MATERIALS AND METHODS

Medical reports of patients who were diagnosed with PTC at Faculty of Medicine, Trakya University, and operated between 2010 and 2015, were obtained from the institutional database system. The institutional Ethics Committee approved the study protocol. Patients were classified based on the presence or absence of lymphovascular invasion [LVI (+) or LVI (-)]. Gender, age, preoperative neck and thyroid ultrasonography (US), tumor size and multifocality, BRAFV600E mutation, perineural invasion, capsular invasion, ETE, lymph node metastasis, local recurrences, tumor localization, tumor focality, and the presence of Hashimoto’s thyroiditis were evaluated.

Radiological examination

All patients underwent detailed preoperative neck and thyroid US for determining the presence of nodules and lymph nodes and thyroid and nodule size.

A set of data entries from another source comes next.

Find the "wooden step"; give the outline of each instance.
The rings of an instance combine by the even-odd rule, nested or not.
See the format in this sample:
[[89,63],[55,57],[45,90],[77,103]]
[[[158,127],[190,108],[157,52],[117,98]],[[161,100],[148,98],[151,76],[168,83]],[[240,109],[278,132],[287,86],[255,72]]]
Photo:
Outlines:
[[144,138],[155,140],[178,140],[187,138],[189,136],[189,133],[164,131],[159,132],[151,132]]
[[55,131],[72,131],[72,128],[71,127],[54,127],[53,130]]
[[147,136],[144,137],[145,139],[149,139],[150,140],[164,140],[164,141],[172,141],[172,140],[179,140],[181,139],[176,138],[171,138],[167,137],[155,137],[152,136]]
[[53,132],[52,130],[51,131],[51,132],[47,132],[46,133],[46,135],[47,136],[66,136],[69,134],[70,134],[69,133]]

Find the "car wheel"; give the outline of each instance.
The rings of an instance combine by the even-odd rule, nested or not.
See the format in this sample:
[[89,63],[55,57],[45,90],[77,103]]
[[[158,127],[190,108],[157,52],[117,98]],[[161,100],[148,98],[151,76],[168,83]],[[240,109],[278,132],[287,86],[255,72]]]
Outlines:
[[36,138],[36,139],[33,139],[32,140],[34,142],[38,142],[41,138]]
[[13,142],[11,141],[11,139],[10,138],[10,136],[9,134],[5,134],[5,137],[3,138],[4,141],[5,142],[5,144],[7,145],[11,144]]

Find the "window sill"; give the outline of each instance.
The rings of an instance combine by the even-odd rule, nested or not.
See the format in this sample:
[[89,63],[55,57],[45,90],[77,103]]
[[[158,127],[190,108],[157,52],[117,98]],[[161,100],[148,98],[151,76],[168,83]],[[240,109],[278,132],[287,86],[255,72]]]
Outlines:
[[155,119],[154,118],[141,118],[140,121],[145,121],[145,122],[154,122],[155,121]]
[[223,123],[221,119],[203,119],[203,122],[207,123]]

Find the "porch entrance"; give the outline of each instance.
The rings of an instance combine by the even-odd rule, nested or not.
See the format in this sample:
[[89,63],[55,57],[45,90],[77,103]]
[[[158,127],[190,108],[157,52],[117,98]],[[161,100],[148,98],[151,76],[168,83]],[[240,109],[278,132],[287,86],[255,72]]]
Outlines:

Suspicious features indicating a malignant thyroid nodule, such as as microcalcification, irregular margins, ratio of anteroposterior to transverse dimension, presence of central vascularization, absence of halo, and hypoechogenicity were recorded for each nodule. The size, shape, cortex thickness, microcalcification, loss of fatty hyperechoic hilum, echogenicity, and cystic proportion were determined for lymph nodes.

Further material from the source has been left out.